Penjelasan Syaikh Nawawi al-Jawi dalam Mirqah al-‘Ubudiyyah
Syaikh Muhammad Nawawi bin ‘Umar al-Jawi al-Bantani رحمه الله — ulama besar Indonesia dalam mazhab Syafi’i — ketika mensyarah Bidayah al-Hidayah karya Imam al-Ghazali dalam kitab Mirqah al-‘Ubudiyyah menulis sebuah bab berjudul:
مَا يَجِبُ أَنْ تُحْفَظَ الْأُذُنُ عَنْهُ
“Hal-hal yang wajib dijaga oleh telinga darinya.”
Beliau kemudian menyebutkan:
كَالْغِنَاءِ وَآلَةِ اللَّهْوِ كَالطَّنْبُورِ وَالْعُودِ وَالْمِزْمَارِ وَغَيْرِ ذَلِكَ
“Seperti nyanyian dan alat-alat musik seperti thunbur, ‘ud (kecapi), mizmar (seruling), dan yang semisalnya.”
(Mirqah al-‘Ubudiyyah, hal. 232)
Keterangan:
Menurut Syaikh Nawawi, telinga wajib dijaga dari mendengarkan musik dan nyanyian karena hal itu termasuk lahwun (permainan yang melalaikan) dan dapat memalingkan hati dari zikir dan ibadah.
Pendapat Imam An-Nawawi dalam Roudhotuth Tholibin
Imam Yahya bin Syaraf An-Nawawi رحمه الله — salah satu mujtahid tarjih mazhab Syafi’i — menegaskan dalam Roudhotuth Tholibin:
الْمِزْمَارُ الْعِرَاقِيُّ وَمَا يُضْرَبُ بِهِ الْأَوْتَارُ حَرَامٌ بِلَا خِلَافٍ
“Alat musik seruling Irak dan setiap alat musik yang dipetik dengan senar hukumnya haram tanpa ada perbedaan pendapat di kalangan ulama.”
(Roudhotuth Tholibin, juz 11, hal. 228)
Keterangan:
Imam An-Nawawi menegaskan ijma‘ (kesepakatan ulama Syafi’iyyah) atas keharaman alat musik bersenar dan tiup, seperti kecapi, biola, seruling, dan sejenisnya.
Bahkan, beliau menyebutkan bahwa jika seseorang merusak alat musik milik orang lain, maka tidak wajib menggantinya, karena alat tersebut termasuk benda yang haram penggunaannya.

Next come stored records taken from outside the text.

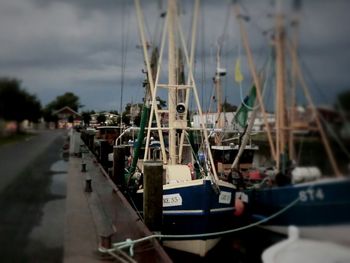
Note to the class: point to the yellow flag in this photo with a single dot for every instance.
(238, 73)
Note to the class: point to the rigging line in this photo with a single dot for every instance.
(125, 38)
(310, 77)
(334, 135)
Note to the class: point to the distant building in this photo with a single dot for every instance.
(67, 117)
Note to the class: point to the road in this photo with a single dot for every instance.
(32, 198)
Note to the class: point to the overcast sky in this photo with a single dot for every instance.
(55, 46)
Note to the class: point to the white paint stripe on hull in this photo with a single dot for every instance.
(334, 233)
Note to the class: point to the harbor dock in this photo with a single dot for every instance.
(99, 216)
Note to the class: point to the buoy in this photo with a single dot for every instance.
(239, 207)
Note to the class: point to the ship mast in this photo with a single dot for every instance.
(217, 82)
(172, 95)
(280, 111)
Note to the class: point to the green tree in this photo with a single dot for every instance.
(16, 103)
(101, 118)
(67, 99)
(86, 117)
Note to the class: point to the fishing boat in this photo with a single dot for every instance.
(196, 204)
(296, 249)
(291, 194)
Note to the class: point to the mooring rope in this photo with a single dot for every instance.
(129, 243)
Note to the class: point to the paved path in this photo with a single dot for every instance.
(16, 157)
(32, 199)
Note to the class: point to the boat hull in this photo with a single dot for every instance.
(322, 209)
(192, 209)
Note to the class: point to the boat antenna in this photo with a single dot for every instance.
(124, 51)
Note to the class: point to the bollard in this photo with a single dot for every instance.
(118, 165)
(153, 195)
(88, 183)
(83, 167)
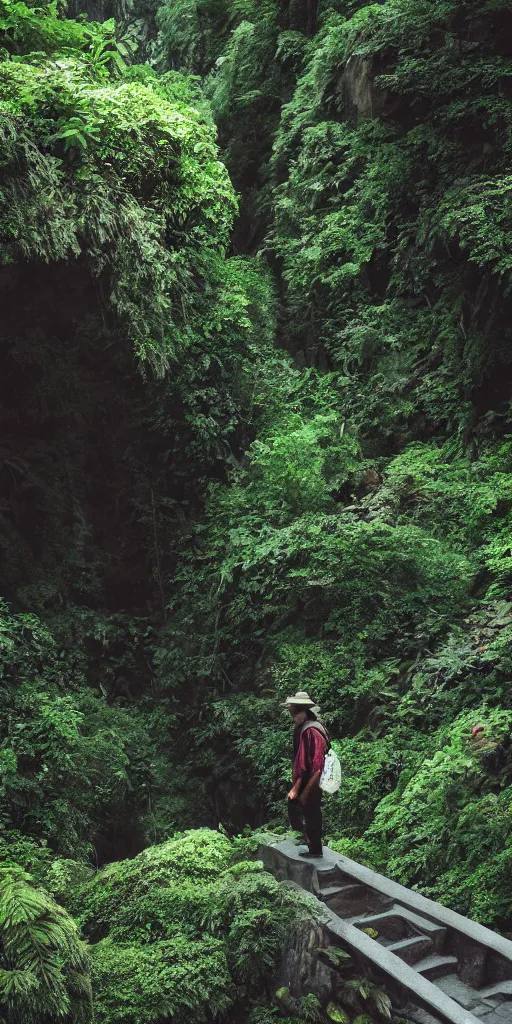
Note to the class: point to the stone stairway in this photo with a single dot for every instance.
(441, 966)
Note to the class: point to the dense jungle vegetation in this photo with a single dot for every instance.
(256, 349)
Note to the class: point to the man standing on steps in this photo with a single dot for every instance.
(310, 742)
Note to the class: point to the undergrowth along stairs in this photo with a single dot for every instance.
(436, 965)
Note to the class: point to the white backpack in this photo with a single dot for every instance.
(330, 780)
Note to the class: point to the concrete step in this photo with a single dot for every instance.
(329, 892)
(398, 923)
(458, 990)
(499, 988)
(436, 966)
(413, 950)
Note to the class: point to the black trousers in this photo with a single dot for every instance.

Ringkasan Pandangan Ulama Syafi’iyyah
| Ulama Syafi’i | Kitab | Kutipan Arab | Hukum |
|---|---|---|---|
| Syaikh Abdullah bin Husain al-Hadhrami | Sulam at-Taufiq, hal. 185 | وَمِنْ مَعَاصِي الْأُذُنِ الِاسْتِمَاعُ إِلَى مِزْمَارٍ وَالطَّنْبُورِ | Haram mendengar alat musik |
| Syaikh Nawawi al-Jawi | Mirqah al-‘Ubudiyyah, hal. 232 | كَالْغِنَاءِ وَآلَةِ اللَّهْوِ كَالطَّنْبُورِ وَالْعُودِ وَالْمِزْمَارِ | Haram mendengar & memainkan |
| Imam An-Nawawi | Roudhotuth Tholibin, 11/228 | الْمِزْمَارُ الْعِرَاقِيُّ وَمَا يُضْرَبُ بِهِ الْأَوْتَارُ حَرَامٌ بِلَا خِلَافٍ | Ijma’ haram alat musik bersenar/tiup |
Referensi Lengkap:
-
Sulam at-Taufiq ilā Maḥabbatillāh — Syaikh Abdullah bin Husain al-Hadhrami Asy-Syafi’i, hal. 185.
-
Mirqah al-‘Ubudiyyah fī Syarḥi Matn Bidayah al-Hidayah — Syaikh Muhammad Nawawi al-Bantani, hal. 232.
-
Roudhotuth Tholibin wa ‘Umdatut Muftin — Imam Yahya bin Syaraf An-Nawawi, juz 11 hal. 228.
-
Al-Majmu’ Syarh al-Muhadzdzab — Imam An-Nawawi, bab As-Sima’ wal-Lahw.